Making your first appearance on Broadway is intimidating enough, but taking on the role originated by Marlon Brando in A Streetcar Named Desire?
Blair Underwood is stepping into pretty big shoes when he stars as Stanley Kowalski in the current revival of Tennessee Williams‘ iconic play. This production features a multiracial cast, and the Williams estate has given the production permission to drop the last name “Kowalski” from the play so that Underwood, and African-American, could play the role. Underwood spoke to NPR about what he finds challenging in playing one of the most famous stage roles in American theatre.
Despite the fact that today is a very different era than the time the play is set in, Underwood feels at home in the character. He explains, “How I play Stanley is how I wake up every day as an African-American man. I start with my heart, I start with my humanity, I start with my soul.
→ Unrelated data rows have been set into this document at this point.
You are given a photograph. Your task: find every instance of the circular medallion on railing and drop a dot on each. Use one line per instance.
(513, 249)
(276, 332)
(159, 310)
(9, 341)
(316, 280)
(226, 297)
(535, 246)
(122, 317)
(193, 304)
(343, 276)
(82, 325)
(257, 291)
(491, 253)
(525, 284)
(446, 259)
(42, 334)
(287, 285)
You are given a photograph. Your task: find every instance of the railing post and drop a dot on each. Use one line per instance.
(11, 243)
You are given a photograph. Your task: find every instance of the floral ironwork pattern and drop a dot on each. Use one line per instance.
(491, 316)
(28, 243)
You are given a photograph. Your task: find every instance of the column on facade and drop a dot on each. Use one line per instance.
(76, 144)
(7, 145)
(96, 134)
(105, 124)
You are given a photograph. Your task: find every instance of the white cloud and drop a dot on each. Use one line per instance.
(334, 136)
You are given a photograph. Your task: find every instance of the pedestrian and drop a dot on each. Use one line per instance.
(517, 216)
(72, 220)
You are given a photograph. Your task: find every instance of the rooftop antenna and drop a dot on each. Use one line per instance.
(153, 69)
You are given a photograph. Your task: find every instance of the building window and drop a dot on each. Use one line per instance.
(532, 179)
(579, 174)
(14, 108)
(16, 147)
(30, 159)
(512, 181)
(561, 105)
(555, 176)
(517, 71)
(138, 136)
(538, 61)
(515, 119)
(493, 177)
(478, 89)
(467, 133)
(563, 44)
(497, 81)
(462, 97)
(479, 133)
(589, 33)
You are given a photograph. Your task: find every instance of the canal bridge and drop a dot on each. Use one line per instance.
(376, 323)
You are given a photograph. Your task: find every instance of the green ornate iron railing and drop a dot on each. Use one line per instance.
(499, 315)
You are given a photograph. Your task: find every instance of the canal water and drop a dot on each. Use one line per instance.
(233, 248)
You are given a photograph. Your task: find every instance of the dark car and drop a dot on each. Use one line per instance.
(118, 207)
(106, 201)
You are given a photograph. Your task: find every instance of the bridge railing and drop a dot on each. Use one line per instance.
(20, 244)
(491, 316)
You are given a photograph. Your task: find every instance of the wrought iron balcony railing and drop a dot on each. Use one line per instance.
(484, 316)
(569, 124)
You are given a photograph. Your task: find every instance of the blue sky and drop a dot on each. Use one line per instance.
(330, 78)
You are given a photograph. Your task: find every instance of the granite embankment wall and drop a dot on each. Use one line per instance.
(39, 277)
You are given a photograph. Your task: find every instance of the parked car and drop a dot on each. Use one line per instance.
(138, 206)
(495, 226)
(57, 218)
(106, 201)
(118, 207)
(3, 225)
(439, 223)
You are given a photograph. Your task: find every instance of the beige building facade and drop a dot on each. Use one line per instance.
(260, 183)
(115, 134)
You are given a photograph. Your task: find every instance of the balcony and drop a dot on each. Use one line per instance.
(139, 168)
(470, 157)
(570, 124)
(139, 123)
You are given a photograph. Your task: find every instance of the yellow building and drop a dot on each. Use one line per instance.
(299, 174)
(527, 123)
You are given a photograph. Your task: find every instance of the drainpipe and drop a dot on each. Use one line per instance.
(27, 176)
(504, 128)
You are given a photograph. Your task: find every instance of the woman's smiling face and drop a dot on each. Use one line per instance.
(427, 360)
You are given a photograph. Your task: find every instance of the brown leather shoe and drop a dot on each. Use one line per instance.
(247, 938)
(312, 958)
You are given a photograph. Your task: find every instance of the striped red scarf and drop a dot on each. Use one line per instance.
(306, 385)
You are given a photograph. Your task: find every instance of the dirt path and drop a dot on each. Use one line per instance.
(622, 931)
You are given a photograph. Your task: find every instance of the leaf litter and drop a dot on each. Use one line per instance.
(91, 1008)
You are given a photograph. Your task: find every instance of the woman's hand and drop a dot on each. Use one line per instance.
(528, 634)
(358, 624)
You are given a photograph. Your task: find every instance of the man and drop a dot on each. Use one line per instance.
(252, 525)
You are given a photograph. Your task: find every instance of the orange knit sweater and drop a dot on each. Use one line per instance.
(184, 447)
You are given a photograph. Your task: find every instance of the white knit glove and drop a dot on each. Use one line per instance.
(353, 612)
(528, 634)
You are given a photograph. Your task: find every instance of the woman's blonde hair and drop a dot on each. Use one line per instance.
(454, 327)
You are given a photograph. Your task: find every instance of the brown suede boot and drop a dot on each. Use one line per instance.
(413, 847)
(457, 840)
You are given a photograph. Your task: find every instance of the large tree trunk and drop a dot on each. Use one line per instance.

The script and the book is exactly what Tennessee Williams wrote, and it’s astounding how it resonates in a unique way coming from actors who have a certain cultural alignment or aesthetic.”
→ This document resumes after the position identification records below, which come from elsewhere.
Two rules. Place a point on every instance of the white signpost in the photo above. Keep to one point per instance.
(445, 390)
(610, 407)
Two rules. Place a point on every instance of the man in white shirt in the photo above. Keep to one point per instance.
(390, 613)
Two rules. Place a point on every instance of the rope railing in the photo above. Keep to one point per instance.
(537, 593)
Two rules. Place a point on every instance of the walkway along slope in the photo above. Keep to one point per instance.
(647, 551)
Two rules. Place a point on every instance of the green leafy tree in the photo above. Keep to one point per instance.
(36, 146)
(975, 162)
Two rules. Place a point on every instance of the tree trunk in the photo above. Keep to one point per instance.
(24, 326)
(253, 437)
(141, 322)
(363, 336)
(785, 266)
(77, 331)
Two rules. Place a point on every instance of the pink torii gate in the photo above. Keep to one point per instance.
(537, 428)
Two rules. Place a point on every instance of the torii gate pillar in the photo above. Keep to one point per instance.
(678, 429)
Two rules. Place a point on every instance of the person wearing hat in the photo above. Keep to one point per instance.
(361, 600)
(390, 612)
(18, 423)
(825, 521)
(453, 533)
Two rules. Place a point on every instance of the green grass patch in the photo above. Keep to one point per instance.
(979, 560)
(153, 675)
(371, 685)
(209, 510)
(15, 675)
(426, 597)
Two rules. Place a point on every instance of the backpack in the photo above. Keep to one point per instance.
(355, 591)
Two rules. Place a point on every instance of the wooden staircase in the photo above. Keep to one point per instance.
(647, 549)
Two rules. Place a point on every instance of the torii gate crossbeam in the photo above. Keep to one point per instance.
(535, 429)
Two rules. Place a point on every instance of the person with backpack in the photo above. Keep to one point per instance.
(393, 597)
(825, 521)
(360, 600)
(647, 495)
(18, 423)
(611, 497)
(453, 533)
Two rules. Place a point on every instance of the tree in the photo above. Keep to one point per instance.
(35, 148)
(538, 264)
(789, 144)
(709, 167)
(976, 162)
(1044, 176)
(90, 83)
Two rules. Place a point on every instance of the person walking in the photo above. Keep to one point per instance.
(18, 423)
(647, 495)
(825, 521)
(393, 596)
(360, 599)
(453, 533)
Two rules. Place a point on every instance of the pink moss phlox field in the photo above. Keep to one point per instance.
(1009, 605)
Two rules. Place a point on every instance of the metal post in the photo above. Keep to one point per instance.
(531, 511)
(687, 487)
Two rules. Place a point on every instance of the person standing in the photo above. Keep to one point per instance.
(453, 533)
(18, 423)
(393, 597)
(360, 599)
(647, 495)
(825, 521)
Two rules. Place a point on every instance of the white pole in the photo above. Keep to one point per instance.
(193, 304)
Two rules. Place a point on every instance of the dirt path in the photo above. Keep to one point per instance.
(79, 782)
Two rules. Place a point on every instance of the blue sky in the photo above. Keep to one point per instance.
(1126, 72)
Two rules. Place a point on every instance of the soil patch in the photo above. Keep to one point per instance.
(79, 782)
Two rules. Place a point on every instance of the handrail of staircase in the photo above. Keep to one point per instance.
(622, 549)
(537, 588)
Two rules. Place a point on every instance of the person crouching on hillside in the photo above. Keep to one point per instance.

Since the play takes place in New Orleans, Underwood has no trouble reconciling with the concept that the DuBois characters come from a wealthy southern African-American family. He says, “In this story, it is wholly consistent historically and accurately to have the DuBois sisters to be free people of color. Now, free people of color were more probably prominent in the New Orleans South in Louisiana, but it’s fascinating because with an African-American cast, if you know the South, you know that it’s authentic and historically accurate.”
Of course, while Underwood can reconcile the current production’s multiracial cast with William’s original text, he isn’t pretending that playing Stanley is easy. There’s some intimidation, especially focused on delivering Stanley’s most famous line. He says, “It’s a precarious area to step into. It is one of the most iconic moments not only on film, but on the Broadway stage. It is a cry from the heart … as long as it’s connected to that desperation and the depth of pain and loss in that moment.”
He adds that Stanley’s cry, which comes shortly after beating his pregnant wife, carries some emotional history, “You can gather that’s it’s more than likely happened before and there’s probably a conversation in the back story where she said, ‘If it happens again, I’m leaving you,’ so that heightens the stakes in terms of his desperate cry from the heart.”
A Streetcar Named Desire is currently running at the Broadhurst Theatre through July 22.